Currently any ctx_sched_in() call will re-start the ctx time tracking,
this means that calls like:

	ctx_sched_in(.event_type = EVENT_PINNED);
	ctx_sched_in(.event_type = EVENT_FLEXIBLE);

will have a hole in their ctx time tracking. This is likely harmless
but can confuse things a little.
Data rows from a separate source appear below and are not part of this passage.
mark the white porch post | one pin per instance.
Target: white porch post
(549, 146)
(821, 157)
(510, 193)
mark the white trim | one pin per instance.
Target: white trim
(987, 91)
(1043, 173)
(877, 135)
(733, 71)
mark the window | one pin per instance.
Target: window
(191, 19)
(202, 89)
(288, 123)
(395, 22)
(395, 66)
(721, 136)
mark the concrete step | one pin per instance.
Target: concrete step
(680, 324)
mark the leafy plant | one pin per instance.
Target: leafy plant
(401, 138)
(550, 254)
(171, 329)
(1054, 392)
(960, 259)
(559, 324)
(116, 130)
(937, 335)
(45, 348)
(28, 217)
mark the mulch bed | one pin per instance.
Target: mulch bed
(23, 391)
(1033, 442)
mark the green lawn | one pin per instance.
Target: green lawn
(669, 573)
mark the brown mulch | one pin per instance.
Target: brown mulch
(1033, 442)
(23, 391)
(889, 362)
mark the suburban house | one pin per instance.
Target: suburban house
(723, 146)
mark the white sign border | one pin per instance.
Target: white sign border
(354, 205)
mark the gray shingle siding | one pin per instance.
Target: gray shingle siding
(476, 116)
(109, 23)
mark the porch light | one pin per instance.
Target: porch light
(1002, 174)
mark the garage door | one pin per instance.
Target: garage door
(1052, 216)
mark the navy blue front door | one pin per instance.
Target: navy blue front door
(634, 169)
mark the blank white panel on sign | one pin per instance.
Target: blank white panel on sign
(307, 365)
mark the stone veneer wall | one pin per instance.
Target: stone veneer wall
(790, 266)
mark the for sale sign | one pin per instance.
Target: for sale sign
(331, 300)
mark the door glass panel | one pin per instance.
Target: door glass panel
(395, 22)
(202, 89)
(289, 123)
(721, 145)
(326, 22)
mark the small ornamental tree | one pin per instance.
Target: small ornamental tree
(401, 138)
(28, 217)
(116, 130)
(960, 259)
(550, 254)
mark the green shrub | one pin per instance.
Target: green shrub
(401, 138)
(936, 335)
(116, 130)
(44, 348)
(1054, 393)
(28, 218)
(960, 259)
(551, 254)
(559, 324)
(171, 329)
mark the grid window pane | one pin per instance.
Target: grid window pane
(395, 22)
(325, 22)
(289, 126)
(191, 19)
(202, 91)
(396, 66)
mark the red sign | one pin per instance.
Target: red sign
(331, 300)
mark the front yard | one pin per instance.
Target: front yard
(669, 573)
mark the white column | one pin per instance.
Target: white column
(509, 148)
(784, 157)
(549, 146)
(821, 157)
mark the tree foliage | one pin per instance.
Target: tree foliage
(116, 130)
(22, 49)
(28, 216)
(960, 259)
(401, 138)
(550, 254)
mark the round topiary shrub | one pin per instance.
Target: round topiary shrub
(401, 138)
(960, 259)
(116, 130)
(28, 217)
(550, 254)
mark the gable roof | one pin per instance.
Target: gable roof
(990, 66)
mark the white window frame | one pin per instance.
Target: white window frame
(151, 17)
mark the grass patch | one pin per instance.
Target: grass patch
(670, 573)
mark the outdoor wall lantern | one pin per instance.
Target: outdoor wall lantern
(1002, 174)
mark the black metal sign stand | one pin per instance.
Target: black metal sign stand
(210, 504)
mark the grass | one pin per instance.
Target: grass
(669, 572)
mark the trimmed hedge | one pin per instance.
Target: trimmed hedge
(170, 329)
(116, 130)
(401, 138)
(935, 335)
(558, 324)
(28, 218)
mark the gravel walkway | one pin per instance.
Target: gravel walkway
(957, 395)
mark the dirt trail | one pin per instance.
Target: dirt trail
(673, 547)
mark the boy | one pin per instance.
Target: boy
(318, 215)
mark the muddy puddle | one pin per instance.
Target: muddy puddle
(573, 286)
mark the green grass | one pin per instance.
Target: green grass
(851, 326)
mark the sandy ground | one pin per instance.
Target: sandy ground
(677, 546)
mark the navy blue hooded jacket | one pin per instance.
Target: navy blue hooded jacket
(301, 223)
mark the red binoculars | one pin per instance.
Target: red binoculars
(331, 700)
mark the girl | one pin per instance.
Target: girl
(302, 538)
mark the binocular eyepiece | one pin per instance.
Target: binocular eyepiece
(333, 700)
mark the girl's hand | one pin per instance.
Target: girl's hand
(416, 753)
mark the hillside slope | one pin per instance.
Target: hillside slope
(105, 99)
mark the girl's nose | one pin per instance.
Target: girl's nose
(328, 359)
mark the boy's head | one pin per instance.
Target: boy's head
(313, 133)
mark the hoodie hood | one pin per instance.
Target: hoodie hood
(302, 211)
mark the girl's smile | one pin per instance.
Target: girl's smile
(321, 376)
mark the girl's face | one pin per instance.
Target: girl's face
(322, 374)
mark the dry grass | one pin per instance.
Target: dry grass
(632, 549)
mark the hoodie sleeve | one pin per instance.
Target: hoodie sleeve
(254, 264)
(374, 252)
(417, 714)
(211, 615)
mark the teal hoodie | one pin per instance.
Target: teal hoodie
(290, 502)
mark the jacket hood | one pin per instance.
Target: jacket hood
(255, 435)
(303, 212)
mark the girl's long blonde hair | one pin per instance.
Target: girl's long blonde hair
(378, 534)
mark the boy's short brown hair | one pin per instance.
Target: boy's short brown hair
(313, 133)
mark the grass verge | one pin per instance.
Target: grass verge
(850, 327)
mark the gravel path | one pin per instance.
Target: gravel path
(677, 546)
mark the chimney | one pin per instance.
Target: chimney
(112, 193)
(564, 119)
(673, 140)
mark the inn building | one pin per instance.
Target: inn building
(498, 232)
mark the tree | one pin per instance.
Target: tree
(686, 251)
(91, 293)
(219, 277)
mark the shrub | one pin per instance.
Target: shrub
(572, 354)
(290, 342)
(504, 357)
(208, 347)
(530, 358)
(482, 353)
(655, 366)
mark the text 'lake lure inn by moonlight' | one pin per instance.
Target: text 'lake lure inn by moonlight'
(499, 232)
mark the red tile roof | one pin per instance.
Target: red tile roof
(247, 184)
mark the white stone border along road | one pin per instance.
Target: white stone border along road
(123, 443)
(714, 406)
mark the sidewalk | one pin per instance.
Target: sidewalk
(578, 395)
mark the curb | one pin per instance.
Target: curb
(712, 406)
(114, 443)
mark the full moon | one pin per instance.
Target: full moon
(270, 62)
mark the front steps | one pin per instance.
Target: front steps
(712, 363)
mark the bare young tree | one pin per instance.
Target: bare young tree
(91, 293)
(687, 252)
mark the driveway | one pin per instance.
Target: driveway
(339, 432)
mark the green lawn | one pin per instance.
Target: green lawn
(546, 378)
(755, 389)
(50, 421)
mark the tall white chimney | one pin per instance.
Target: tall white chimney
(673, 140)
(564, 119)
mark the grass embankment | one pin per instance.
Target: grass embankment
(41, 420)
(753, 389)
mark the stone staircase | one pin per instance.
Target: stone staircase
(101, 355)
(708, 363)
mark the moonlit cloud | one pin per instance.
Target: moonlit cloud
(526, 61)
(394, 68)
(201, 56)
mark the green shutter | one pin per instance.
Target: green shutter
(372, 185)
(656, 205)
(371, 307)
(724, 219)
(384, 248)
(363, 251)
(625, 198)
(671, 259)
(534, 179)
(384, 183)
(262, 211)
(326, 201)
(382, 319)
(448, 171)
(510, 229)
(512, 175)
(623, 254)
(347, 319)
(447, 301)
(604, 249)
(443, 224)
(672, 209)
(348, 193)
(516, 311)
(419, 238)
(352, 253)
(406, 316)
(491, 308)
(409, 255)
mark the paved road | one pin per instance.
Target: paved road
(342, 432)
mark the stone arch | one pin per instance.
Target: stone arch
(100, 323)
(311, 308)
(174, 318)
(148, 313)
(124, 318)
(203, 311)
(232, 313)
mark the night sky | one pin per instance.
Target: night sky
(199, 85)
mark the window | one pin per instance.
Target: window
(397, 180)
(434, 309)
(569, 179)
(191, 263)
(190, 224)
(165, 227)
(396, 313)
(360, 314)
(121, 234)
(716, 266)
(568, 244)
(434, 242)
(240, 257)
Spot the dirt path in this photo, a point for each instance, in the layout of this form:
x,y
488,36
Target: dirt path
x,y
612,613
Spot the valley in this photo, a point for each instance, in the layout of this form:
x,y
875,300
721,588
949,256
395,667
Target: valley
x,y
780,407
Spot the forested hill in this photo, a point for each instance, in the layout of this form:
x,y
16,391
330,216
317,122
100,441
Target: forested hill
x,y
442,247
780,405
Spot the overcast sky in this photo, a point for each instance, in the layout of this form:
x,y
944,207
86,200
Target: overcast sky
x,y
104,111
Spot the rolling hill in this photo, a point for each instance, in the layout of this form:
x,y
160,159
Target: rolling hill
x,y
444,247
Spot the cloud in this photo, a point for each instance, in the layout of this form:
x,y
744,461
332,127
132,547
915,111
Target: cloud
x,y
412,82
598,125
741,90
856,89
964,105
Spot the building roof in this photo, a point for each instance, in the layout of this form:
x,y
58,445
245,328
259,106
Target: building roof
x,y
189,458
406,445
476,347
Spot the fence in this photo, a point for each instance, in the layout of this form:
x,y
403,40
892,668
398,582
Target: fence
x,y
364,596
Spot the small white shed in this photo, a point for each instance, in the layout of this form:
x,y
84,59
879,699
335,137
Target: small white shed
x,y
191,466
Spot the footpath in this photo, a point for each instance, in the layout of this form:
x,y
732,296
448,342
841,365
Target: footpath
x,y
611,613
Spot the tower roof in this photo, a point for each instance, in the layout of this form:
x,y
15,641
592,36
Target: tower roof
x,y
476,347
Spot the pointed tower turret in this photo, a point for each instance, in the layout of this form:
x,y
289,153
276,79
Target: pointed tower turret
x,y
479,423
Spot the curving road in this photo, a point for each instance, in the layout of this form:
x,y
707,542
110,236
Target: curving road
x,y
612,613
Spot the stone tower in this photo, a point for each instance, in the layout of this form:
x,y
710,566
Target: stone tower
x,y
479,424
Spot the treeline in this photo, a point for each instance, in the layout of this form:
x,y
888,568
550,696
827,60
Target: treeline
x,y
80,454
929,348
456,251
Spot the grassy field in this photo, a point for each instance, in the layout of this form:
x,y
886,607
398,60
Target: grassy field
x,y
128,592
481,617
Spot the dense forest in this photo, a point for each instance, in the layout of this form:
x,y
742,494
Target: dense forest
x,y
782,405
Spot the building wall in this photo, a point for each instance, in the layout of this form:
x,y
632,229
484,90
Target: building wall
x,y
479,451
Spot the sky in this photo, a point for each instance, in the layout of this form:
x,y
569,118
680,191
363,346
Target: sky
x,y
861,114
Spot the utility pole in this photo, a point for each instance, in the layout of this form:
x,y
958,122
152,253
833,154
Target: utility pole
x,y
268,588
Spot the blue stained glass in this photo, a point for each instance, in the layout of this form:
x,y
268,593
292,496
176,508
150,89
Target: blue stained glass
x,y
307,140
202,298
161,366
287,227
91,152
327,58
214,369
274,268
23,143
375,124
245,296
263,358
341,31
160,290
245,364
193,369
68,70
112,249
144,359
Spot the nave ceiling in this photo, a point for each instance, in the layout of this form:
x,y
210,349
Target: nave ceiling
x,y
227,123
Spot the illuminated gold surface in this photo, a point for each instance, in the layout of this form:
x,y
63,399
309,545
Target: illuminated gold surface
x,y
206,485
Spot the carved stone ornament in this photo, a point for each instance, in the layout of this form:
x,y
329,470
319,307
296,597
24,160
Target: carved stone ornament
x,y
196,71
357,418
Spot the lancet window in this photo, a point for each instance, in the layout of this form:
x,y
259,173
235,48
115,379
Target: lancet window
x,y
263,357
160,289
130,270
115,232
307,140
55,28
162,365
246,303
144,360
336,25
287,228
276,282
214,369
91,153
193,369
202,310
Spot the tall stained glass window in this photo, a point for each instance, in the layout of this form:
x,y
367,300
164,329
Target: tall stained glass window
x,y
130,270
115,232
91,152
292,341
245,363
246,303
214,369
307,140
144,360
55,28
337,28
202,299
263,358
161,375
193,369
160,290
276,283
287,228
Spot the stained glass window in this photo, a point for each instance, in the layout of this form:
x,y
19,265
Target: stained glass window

By adding EVENT_TIME, we can have the
first ctx_sched_in() (is_active: 0 -> !0) start the time and any
further ctx_sched_in() will leave the timestamps alone.

Secondly, this allows for an early disable like:

	ctx_sched_out(.event_type = EVENT_TIME);

which would update the ctx time (if the ctx is active) and any further
calls to ctx_sched_out() would not further modify the ctx time.

For ctx_sched_in() any 0 -> !0 transition will automatically include
EVENT_TIME.

For ctx_sched_out(), any transition that clears EVENT_ALL will
automatically clear EVENT_TIME.

These two rules ensure that under normal circumstances we need not
bother with EVENT_TIME and get natural ctx time behaviour.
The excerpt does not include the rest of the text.